As part of a new initiative on historic neighborhood incentives, HBI asked all 19 of Boston's Main Streets programs to submit expressions of interest in historic preservation for their local buildings and storefronts. Eight returned applications, including one produced by Viet-AID and Fields Corner Main Streets. HBI chose Fields and another proposal from Hyde Park Main Streets for the extensive projects.
"We've generally dealt at a building-by-building level, we've never dealt with a district-wide level," said HBI executive director Kathy Kottardis. "The board wanted to move more in this direction to really see the effect in the neighborhoods. This is really the first venture into that area."
A few hidden gems caught Kottardis' eye, including the Robinson Block, a two-story 1872 stucco building with a curvy façade on the intersection of Dorchester Avenue and Adams Street, two buildings that house Hi-Fi Pizza Pie and Bargain City, from 1500 to 1514 on Dorchester, and a building at 1400 Dorchester owned by Fields Corner CDC.
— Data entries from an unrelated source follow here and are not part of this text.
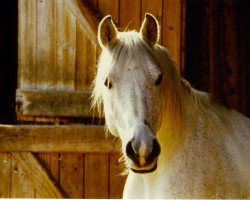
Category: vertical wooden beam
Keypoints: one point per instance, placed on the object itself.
(130, 15)
(5, 174)
(117, 181)
(96, 176)
(45, 45)
(69, 50)
(71, 174)
(36, 175)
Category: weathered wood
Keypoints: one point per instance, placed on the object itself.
(37, 175)
(81, 57)
(5, 168)
(45, 45)
(74, 138)
(86, 15)
(59, 44)
(22, 47)
(48, 103)
(21, 185)
(69, 51)
(96, 180)
(50, 161)
(71, 174)
(110, 7)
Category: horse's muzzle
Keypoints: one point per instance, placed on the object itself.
(143, 156)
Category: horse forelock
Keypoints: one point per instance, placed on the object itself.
(131, 47)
The help HBI brings could range from technical assistance, passive investment and a few small grants to HBI buying buildings, restoring them and reselling at a later date. In some cases, such as that of the Hi-Fi Pizza Pie building that also includes the Kit Clark Senior Center, it might be as easy as removing the metal false front and sprucing up the older façade behind, in others it might include major investment in a complete restoration. The work is aimed at revitalizing the business district, and together with the reconstruction of sidewalks and street furniture of Dorchester Avenue in the Dot Ave Project, could mean a whole new look for the corner in a few years time.
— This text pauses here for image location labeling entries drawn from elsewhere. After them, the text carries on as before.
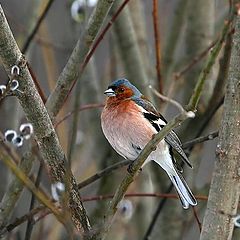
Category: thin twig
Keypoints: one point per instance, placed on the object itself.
(36, 27)
(201, 139)
(123, 163)
(72, 70)
(209, 63)
(82, 108)
(195, 60)
(67, 81)
(156, 214)
(37, 114)
(197, 219)
(95, 45)
(104, 172)
(167, 99)
(35, 211)
(28, 183)
(30, 222)
(157, 44)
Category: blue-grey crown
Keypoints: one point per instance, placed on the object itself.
(125, 82)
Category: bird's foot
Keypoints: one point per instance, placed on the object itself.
(130, 168)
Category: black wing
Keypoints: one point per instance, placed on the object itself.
(158, 122)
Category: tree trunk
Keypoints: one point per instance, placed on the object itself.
(225, 186)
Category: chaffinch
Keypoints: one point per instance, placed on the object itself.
(129, 121)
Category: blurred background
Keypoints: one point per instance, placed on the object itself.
(187, 31)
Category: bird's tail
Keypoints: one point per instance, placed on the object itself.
(184, 192)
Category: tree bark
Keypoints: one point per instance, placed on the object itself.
(225, 186)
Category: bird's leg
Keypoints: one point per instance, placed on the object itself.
(130, 168)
Kottardis also mentioned a hidden landmark in the corner. Behind the post office there is a smaller building that was built in the 18th century as Field's General Store, a landmark that gave the corner its name.
"It's one of the oldest buildings in the neighborhood. It would be an interesting one to get at," said Kottardis.
In cooperation with Viet-AID and Field Corner Main Streets, a series of open-to-the-community design charrettes will be announced over the next few months, to invite residents to help HBI identify what the neighborhood values and wants to preserve. Then, over the next two to five years, the plan will be put into action.
"It's really exciting," said Evelyn Darling of FCMS. "They've been around a long time and they are a proven developer of historic projects. I think it's really great for Fields Corner. We need the assistance they can provide."